If you think I’m kidding, take a look at the new Stockcake site, which now offers millions of AI-generated inventory photographs in exchange for a public domain license. How’s it going, Getty Images?

And if you think music doesn’t happen the same way, check out Udio, which allows anyone with a pulse to create entire songs in an infinite variety of genres. It’s like they’re sitting in a music studio next to Prince. .

The last artistic bastion of video began to crumble with Open AI’s Sora preview, which proved that video can kill the radio star, if you have a computer tough enough.

It’s as revealing and surprising as we all imagined at first, but it’s also not as scary or threatening.
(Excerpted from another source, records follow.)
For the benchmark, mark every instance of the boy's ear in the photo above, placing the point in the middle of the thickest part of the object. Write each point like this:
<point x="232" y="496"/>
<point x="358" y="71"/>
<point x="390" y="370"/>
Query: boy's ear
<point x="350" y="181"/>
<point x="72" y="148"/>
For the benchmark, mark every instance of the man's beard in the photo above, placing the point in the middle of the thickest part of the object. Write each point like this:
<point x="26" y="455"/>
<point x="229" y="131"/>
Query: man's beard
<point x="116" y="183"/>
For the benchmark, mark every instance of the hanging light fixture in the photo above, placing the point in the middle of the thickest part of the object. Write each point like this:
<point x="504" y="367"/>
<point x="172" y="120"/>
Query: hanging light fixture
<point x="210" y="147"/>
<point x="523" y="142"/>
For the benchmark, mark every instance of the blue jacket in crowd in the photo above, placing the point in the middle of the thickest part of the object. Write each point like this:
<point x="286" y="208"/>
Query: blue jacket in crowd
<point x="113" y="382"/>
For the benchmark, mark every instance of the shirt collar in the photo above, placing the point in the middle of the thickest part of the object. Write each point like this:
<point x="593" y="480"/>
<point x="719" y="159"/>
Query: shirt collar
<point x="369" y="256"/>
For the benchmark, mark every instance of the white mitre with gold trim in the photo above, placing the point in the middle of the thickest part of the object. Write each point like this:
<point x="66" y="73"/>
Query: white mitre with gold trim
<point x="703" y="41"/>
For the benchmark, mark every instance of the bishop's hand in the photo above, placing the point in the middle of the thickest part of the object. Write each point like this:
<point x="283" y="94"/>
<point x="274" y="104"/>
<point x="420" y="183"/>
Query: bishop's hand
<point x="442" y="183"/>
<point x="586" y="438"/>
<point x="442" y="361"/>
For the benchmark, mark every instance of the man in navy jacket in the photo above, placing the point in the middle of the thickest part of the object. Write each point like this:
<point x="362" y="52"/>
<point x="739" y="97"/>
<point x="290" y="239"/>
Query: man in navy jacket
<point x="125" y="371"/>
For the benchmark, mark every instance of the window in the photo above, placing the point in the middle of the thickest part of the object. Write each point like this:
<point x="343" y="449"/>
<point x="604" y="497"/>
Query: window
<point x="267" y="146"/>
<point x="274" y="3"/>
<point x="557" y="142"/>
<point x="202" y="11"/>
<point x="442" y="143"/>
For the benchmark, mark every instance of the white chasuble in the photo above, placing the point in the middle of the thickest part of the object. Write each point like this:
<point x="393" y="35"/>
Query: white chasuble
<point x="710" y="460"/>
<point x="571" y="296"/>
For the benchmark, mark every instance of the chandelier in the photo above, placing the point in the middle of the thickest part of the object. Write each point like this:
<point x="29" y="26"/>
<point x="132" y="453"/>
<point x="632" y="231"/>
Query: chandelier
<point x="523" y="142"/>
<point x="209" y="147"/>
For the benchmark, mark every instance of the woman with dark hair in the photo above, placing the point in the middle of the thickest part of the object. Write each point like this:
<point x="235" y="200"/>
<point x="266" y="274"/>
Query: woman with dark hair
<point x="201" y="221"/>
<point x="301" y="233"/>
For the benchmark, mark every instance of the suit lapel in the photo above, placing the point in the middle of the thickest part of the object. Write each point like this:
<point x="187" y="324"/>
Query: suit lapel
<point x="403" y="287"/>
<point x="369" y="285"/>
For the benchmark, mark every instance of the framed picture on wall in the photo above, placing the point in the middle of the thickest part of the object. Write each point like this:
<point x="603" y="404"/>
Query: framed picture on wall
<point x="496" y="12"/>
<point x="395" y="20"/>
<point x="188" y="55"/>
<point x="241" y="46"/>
But this edition of Adobe Firefly puts the icing on the cake. Many other people thought that the sheer computing power required to manipulate video was an obstacle that would take years to overcome. Well, yes. Of course not. Image and music generation has triumphed over garage and CPU hurdles over the past couple of years, and we’re about to see video follow the same trajectory.
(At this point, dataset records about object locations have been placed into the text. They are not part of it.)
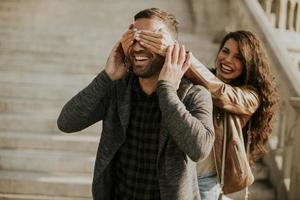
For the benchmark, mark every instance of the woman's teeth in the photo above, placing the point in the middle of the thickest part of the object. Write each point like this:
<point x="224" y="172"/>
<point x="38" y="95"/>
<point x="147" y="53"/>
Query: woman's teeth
<point x="140" y="58"/>
<point x="226" y="68"/>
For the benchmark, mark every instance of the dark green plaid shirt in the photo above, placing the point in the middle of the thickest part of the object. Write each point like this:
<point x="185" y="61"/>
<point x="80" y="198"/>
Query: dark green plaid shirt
<point x="135" y="164"/>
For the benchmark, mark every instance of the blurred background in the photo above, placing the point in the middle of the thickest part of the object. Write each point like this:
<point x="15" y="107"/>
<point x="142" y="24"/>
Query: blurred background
<point x="51" y="49"/>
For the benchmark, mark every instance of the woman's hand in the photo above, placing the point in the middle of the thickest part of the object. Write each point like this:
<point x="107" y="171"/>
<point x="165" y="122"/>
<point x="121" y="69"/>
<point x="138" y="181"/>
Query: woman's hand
<point x="157" y="42"/>
<point x="176" y="64"/>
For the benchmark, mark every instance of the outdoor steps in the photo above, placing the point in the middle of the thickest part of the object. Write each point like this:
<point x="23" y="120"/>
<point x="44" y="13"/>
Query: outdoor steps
<point x="37" y="123"/>
<point x="49" y="51"/>
<point x="7" y="196"/>
<point x="260" y="189"/>
<point x="76" y="142"/>
<point x="33" y="160"/>
<point x="43" y="183"/>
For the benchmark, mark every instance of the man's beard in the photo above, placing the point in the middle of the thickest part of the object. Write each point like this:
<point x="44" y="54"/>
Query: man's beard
<point x="153" y="69"/>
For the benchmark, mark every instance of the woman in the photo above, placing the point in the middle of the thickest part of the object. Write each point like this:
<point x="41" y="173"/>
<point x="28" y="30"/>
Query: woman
<point x="242" y="87"/>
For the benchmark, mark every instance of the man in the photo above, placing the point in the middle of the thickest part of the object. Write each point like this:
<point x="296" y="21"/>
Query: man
<point x="152" y="133"/>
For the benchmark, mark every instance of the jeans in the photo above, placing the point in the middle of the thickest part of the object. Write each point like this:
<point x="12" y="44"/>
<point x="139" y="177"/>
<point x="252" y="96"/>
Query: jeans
<point x="209" y="187"/>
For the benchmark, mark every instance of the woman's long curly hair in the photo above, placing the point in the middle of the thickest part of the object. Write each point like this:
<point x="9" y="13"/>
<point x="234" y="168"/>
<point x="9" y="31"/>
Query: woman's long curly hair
<point x="256" y="73"/>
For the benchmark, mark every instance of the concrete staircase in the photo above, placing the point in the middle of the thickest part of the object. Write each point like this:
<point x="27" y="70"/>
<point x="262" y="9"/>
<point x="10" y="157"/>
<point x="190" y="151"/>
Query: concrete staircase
<point x="50" y="50"/>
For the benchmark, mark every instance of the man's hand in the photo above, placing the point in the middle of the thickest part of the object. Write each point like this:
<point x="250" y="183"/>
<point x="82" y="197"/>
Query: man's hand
<point x="115" y="64"/>
<point x="157" y="42"/>
<point x="176" y="64"/>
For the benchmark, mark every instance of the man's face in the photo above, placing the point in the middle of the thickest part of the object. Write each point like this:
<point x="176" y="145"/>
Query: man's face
<point x="146" y="63"/>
But this time, the stakes are enormous. We’re not just talking about movies, we’re talking about prime-time television, advertising, cable, and plays. If we can edit a component of the video, we can create a video. And if we can create a video, you can create a movie or a TV episode. It’s a scary sauce for some people. But that’s not going to happen tomorrow, or even in the next few years.

Tim Webber, Oscar-winning visual effects manager and CEO of visual effects company Framestore, believes AI is still primitive. “It’s not as revealing and surprising as we all imagined at first, nor is it as scary and threatening,” he says. We’re somewhere in between. “

Webber, whose credits include Gravity and The Dark Knight, estimates it will take about five years to make generative AI the number one tool for high-quality moving images.
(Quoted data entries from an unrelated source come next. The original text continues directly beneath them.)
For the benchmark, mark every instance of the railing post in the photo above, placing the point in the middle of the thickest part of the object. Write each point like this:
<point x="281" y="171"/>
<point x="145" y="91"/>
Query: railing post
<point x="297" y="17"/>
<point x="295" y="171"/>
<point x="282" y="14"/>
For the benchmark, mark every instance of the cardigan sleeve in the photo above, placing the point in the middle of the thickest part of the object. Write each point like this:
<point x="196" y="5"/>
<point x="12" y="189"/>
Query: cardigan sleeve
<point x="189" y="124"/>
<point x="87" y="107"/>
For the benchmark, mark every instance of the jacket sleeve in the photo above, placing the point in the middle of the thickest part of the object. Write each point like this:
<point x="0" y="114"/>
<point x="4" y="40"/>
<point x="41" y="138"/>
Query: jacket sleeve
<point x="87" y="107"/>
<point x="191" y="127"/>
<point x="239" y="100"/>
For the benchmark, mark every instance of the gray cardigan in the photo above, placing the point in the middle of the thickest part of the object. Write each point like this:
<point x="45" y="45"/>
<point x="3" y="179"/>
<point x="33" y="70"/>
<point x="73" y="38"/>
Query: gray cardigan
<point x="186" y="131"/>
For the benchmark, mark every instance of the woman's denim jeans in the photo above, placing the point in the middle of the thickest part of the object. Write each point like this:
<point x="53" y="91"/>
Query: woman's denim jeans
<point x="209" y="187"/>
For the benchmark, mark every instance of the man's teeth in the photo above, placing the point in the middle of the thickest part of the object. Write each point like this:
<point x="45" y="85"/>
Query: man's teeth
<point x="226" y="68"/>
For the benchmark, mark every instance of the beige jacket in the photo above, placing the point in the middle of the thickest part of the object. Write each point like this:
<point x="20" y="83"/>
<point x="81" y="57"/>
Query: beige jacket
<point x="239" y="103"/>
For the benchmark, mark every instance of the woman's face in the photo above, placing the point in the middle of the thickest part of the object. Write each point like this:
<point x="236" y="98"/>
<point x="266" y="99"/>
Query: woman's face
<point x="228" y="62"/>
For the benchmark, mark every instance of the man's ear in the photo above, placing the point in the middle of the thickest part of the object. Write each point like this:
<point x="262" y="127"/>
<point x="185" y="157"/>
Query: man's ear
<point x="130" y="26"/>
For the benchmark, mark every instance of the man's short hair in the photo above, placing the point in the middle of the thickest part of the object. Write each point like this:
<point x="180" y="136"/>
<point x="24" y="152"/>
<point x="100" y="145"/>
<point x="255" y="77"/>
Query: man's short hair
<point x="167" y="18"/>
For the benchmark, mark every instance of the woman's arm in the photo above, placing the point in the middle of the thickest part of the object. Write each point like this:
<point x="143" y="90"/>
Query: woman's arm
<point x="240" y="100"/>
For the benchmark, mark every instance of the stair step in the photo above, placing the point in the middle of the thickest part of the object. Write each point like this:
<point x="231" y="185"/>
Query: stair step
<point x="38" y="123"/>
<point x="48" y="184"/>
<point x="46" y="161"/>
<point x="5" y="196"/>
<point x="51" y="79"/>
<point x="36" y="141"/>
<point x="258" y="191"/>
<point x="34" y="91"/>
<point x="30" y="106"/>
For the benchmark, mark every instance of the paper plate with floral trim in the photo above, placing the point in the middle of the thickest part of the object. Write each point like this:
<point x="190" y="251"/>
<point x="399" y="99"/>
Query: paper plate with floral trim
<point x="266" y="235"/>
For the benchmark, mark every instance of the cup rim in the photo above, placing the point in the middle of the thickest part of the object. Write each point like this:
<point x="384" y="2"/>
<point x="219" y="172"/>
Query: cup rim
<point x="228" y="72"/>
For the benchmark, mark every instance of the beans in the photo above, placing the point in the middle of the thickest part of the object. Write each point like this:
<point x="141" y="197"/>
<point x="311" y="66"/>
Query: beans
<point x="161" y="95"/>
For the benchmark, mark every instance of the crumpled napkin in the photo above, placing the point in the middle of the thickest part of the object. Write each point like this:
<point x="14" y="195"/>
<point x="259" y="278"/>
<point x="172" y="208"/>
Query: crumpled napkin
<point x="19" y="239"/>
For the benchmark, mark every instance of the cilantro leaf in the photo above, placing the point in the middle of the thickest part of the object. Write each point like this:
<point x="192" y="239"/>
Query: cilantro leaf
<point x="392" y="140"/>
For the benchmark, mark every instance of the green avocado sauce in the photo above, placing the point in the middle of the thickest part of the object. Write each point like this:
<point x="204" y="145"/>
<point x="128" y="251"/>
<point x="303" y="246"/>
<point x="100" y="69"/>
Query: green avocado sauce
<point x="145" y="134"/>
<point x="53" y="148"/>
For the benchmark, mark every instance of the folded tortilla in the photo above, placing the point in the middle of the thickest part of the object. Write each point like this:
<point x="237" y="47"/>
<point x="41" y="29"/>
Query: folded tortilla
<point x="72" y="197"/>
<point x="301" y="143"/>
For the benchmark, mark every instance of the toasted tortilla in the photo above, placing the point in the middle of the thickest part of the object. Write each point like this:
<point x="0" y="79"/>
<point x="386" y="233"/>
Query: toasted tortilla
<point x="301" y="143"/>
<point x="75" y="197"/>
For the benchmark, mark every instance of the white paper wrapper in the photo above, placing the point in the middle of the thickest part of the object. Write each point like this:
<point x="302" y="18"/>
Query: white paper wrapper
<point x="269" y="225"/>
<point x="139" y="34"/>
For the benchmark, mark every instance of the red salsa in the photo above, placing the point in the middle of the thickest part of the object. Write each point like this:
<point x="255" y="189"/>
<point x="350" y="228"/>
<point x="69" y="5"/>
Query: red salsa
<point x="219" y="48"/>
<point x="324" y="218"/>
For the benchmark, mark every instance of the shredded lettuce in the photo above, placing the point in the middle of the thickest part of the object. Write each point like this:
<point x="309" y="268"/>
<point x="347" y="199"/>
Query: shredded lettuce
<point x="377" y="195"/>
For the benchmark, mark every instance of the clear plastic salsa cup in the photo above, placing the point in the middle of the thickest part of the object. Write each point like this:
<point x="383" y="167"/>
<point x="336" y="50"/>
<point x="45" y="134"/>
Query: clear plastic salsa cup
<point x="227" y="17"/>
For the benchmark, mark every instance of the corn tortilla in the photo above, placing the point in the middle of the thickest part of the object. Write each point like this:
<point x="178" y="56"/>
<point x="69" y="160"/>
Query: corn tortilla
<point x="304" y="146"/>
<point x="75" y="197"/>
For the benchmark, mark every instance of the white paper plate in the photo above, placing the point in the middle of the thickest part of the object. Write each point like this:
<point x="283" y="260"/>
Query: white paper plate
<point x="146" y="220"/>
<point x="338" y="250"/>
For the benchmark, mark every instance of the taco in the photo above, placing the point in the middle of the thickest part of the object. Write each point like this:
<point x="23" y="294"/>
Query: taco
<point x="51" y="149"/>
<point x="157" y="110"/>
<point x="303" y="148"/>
By the way, in addition to Moore’s Law, this type of disturbance takes 10 years. We are in the seventh year since the serious arrival of LLM transformers.

He was engaged in a serious verbal exchange with film critics on the way to the Cannes Film Festival, when virtual films were on the brink of ruin with the Star Wars franchise. I was the only geek present, and those other passionate people, who knew which movie logo The Godfather was shot in, insisted that virtual filmmaking would never take off.

I knew it in a different way and patiently explained why, with some mockery. I knew that this generation walks on tiptoe, masquerading as something simple, like a device or an app. Next thing you know, he bursts in and takes over the whole party.

As we now know, the virtual didn’t destroy Hollywood. In many ways, it made it again, bigger and better. My case stood. By the way, in addition to Moore’s Law, this kind of disruption has been going on for 10 years. We are in the seventh year since the serious arrival of LLM transformers. Read whatever you want.

The important thing not to forget is that new generative AI equipment is at its most rudimentary lately. But generation moves like a high-speed charging exercise, and anyone or anything that gets in the way is very likely to end up like Wile. E. Coyote at the Road Runner Show. But is that a bad thing?

If you’re a purist, like the 35mm film enthusiasts I’ve met, then yes, AI is going to destroy the art of filmmaking. But for most people, it’s most likely a wonderful tool for exploring new and ambitious experiences.

There’s been a lot of discussion lately on the Udio Discord forums about whether the generated music tracks are true “works of art” or not. This kind of thing is as old as humanity (just ask young Tracey Emin) and the answer is. . . . I anticipate that there will be many more such debates in the next five years.

Paul Debeyec, a senior scientist at Google, laid it all out succinctly in a 2020 article in The Hollywood Reporter. “Decades from now, an AI set of rules will make your film based only on script text, even the style of a specific director. You can even ask them to make your new movie, or remake an old one, in the style of Kubrick, Tarantino or Scorsese, emphasizing the correlations between their scripts and their films. “

Now he’s a talking geek. At the end of the day, my main confidence is that Hollywood, Cannes, and anywhere else where art exists will find a way to integrate AI as just one component of this perpetual human delight we call culture.